It’s a funny thing, but these days we either get to the point incredibly quickly or incredibly slowly, if ever. So a 90-second film trailer will now start with a 10-second trailer, for instance. A trailer for a trailer, it’s insane. But equally any article you read will bury the lead as far down the text as it possibly can, just so you have to scroll past ads.
This week I made a video where I don’t know for sure that I got the timing right or wrong, but I know I spent more time thinking about than I should. I am very pleased with it because it’s a nice gag: I made an unboxing video where the joke was that I discard the product and instead go into crazed detail about the box. I think the fun is in how an expensive product is dismissed with a wave and in how I really researched the manufacture of cardboard boxes so I could talk with the kind of obsession that you see in regular unboxing videos.

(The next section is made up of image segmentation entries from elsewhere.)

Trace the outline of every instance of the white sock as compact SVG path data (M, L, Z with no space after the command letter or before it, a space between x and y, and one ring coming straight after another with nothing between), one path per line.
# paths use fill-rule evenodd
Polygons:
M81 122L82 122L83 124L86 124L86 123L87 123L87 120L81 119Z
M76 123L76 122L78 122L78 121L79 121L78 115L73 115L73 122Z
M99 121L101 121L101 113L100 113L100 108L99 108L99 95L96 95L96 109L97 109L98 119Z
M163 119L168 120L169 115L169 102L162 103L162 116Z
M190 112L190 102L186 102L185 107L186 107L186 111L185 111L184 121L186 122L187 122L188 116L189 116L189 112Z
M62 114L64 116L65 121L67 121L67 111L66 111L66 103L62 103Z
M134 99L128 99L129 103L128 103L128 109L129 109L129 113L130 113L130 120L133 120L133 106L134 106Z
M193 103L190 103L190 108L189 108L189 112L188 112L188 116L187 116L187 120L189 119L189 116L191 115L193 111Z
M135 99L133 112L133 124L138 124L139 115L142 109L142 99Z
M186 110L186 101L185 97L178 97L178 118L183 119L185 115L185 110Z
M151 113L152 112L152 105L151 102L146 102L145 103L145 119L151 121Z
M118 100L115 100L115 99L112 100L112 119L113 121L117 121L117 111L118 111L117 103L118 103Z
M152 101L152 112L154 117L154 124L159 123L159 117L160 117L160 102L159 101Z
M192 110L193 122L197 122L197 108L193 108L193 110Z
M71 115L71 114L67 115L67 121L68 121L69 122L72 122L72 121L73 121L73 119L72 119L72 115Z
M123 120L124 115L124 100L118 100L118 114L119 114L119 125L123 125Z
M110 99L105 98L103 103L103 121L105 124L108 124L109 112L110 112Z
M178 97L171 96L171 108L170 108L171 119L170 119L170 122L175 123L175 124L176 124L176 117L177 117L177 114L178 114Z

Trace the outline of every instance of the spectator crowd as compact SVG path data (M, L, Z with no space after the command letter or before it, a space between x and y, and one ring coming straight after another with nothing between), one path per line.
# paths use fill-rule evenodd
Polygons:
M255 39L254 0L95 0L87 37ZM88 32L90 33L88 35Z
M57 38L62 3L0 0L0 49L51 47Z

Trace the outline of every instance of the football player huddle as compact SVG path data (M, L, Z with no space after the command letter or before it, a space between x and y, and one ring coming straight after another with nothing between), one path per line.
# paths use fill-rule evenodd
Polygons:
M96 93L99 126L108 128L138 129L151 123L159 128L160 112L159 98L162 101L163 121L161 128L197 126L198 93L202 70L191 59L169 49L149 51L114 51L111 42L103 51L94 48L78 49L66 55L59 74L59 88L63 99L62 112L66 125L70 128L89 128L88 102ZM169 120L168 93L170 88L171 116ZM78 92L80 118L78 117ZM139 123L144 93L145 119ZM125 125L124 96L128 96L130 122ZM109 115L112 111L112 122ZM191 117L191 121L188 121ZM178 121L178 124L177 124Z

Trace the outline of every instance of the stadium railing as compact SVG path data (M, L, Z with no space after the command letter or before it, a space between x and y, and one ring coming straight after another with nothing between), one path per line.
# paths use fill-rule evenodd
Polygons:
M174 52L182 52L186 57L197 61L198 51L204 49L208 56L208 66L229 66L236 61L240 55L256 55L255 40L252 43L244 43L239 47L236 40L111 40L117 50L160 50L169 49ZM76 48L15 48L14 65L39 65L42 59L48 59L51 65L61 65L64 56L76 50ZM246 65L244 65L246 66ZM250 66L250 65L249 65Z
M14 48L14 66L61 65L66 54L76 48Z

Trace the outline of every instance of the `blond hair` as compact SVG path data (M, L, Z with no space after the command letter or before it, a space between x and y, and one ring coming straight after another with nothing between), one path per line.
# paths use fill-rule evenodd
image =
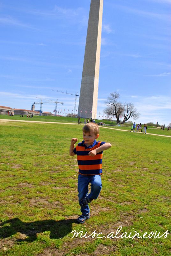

(This just occurred me. Alan Plater once wrote a trilogy of television dramas called “To See How Far It Is”, and they were set in a cardboard box factory. A recurring line was something like “there’s more in boxes than you think.” Now I think he’d be proud.)
Anyway.
One question is how long you run the joke for and of course the answer is not long. I think it’s a two-minute video. But another question is how long do you take before you drop the hammer: the video has to look real before you reveal that it isn’t, and the amount of time you spend appearing to do a genuine unboxing is obviously crucial. And I do think I got this wrong: it takes 39 seconds before you twig.
Yet part of this is as much about when you are being obvious and when you are not: from 39 seconds on it is entirely obvious that this is a gag, and for up to 38 seconds I think it appears obvious that it’s a real unboxing video.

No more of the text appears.